Quando as coisas não se resolvem com diálogo, quando as partes não se encontram realmente, podem-se interromper conflitos, mas eles ficam lá latentes e podem voltar outra vez”.

Para o purpurado, é absolutamente necessário que a parte militar acabe e que a parte pessoal de diálogo continue com força, porque são uma tristeza as imagens que nos chegam, as histórias que estas pessoas da Ucrânia nos contam das suas famílias, do que lá está a acontecer agora”.

Na celebração esteve a embaixadora da Ucrânia em Portugal, Inna Ohnivets, que acredita que a paz é possível, mas frisou que o Exército russo não tem respeitado as tentativas de acordo e disse:

“A crise humanitária vai aumentar e, por isso, é necessário realizar os outros passos para sentar-se e começar as negociações diplomáticas entre a Rússia e a Ucrânia para preservar a segurança no nosso país”.

Também o Papa defendeu a realização de negociações e reforçou a disponibilidade da Igreja para ajudar na tentativa de alcançar a paz na Ucrânia, invadida há 11 dias pela Rússia.

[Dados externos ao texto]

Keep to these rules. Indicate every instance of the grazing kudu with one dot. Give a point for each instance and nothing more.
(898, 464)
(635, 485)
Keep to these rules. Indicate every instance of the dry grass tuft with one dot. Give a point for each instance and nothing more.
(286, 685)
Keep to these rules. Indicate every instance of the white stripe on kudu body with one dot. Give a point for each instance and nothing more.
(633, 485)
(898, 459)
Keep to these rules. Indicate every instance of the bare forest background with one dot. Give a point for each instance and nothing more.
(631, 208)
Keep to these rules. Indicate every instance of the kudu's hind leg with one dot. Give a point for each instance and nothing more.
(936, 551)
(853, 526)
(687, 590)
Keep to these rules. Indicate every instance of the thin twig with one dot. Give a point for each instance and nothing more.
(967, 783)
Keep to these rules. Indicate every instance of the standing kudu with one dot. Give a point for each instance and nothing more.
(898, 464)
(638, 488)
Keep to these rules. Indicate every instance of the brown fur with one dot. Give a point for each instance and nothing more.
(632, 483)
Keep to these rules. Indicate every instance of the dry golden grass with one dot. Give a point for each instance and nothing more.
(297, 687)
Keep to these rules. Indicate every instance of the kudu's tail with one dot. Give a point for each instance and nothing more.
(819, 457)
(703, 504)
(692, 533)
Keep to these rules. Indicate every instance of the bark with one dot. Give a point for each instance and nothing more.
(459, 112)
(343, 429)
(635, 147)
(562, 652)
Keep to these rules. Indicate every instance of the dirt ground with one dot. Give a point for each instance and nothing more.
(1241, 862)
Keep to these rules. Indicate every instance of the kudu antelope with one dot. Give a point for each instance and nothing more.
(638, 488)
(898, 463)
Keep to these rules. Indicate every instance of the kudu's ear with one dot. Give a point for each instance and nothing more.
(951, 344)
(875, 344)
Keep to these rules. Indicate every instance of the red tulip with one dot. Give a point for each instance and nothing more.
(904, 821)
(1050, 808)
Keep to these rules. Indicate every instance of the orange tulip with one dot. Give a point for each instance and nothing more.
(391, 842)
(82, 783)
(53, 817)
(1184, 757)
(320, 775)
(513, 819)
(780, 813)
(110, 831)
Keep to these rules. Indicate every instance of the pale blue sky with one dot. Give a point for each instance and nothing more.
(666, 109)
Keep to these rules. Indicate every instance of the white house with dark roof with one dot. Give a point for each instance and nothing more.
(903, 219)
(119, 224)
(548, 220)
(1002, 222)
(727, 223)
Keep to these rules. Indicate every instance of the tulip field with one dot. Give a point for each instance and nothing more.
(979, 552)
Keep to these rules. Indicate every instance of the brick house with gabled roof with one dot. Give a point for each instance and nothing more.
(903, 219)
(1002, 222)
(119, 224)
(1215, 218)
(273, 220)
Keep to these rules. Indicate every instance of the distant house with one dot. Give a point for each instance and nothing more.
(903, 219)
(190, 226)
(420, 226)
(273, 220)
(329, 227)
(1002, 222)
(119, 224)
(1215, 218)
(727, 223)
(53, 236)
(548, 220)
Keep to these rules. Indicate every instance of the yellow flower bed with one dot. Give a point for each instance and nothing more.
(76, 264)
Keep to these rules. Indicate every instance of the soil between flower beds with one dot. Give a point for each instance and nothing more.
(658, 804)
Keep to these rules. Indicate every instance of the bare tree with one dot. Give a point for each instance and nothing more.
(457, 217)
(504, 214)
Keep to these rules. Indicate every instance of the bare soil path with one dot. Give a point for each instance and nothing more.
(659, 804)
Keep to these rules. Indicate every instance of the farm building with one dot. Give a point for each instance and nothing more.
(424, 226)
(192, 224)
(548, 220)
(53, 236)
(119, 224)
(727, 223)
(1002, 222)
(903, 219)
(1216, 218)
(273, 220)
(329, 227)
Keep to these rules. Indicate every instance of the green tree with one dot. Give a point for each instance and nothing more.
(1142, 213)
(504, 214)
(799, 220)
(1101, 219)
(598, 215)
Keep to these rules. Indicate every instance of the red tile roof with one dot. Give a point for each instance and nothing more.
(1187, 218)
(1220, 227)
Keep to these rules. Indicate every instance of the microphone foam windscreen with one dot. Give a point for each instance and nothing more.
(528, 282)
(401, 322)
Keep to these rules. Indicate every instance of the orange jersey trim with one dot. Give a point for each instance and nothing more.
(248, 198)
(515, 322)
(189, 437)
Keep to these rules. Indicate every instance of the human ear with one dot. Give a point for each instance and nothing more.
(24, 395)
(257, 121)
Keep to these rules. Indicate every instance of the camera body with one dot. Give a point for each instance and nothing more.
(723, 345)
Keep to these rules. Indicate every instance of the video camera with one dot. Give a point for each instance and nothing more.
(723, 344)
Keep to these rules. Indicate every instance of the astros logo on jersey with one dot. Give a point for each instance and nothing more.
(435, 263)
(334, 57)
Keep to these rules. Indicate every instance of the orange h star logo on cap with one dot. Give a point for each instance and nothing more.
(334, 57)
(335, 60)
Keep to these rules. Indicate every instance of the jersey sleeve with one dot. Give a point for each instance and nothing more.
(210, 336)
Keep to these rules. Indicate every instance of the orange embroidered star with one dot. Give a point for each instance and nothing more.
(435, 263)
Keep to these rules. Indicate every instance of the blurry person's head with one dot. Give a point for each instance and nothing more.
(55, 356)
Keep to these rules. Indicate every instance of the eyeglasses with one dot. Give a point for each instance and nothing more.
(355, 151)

Perante a multidão de fiéis, alguns com bandeiras da Ucrânia, após a oração mariana do Angelus neste I domingo da Quaresma, Francisco traçou o retrato plangente do que se passa na Ucrânia:

 Correm rios de sangue e lágrimas na Ucrânia. Não se trata apenas de uma operação militar, mas de guerra, que semeia morte, destruição e miséria. As vítimas são cada vez mais numerosas, assim como as pessoas que fogem, especialmente mães e crianças. A necessidade de assistência humanitária neste país atormentado está crescendo dramaticamente a cada hora.”.

O Pontífice dirigiu o seu veemente apelo a que sejam realmente assegurados os corredores humanitários e a que seja garantido e facilitado o acesso das ajudas às zonas sitiadas, para oferecer o socorro vital aos nossos irmãos e irmãs oprimidos por bombas e pelo medo:

Agradeço a todos aqueles que estão a acolher refugiados. Acima de tudo, imploro que os ataques armados cessem e que prevaleçam a negociação e o bom senso. E um retorno ao respeito ao direito internacional!”.

O Papa dirigiu um agradecimento particular aos jornalistas que, pondo em risco a própria vida, contam a dura realidade da guerra:

E também gostaria de agradecer às jornalistas e aos jornalistas que colocam suas vidas em risco para garantir a informação: obrigado, irmãos e irmãs, por seu serviço! Um serviço que nos permite estar perto da tragédia daquela população e nos permite avaliar a crueldade de uma guerra. Obrigado, irmãos e irmãs.”.

O Papa concluiu ressaltando o esforço diplomático da Santa Sé para colocar-se a serviço da paz:

A Santa Sé está pronta para fazer tudo, para colocar-se ao serviço desta paz. Nestes dias, dois cardeais foram à Ucrânia, para servir o povo, para ajudar. O cardeal Krajewski, esmoler, para levar ajuda aos necessitados, e o cardeal Czerny, prefeito (interino) do Dicastério (para o Serviço) do Desenvolvimento Humano Integral. Esta presença dos dois cardeais ali é a presença não só do Papa, mas de todo o povo cristão que quer se aproximar e dizer: ‘A guerra é uma loucura! Parem, por favor! Vejam esta crueldade.’.”.

Como revelou este domingo o alto comissário das Nações Unidas para os Refugiados, a guerra já provocou mais de 1,5 milhões de refugiados. E também este domingo voltou a falhar o corredor humanitário montado para retirar civis de Mariupol, informação que está a ser avançada por diversos meios de comunicação internacionais. Os separatistas pró-Rússia e a guarda ucraniana acusam-se mutuamente por mais este falhanço do cessar-fogo.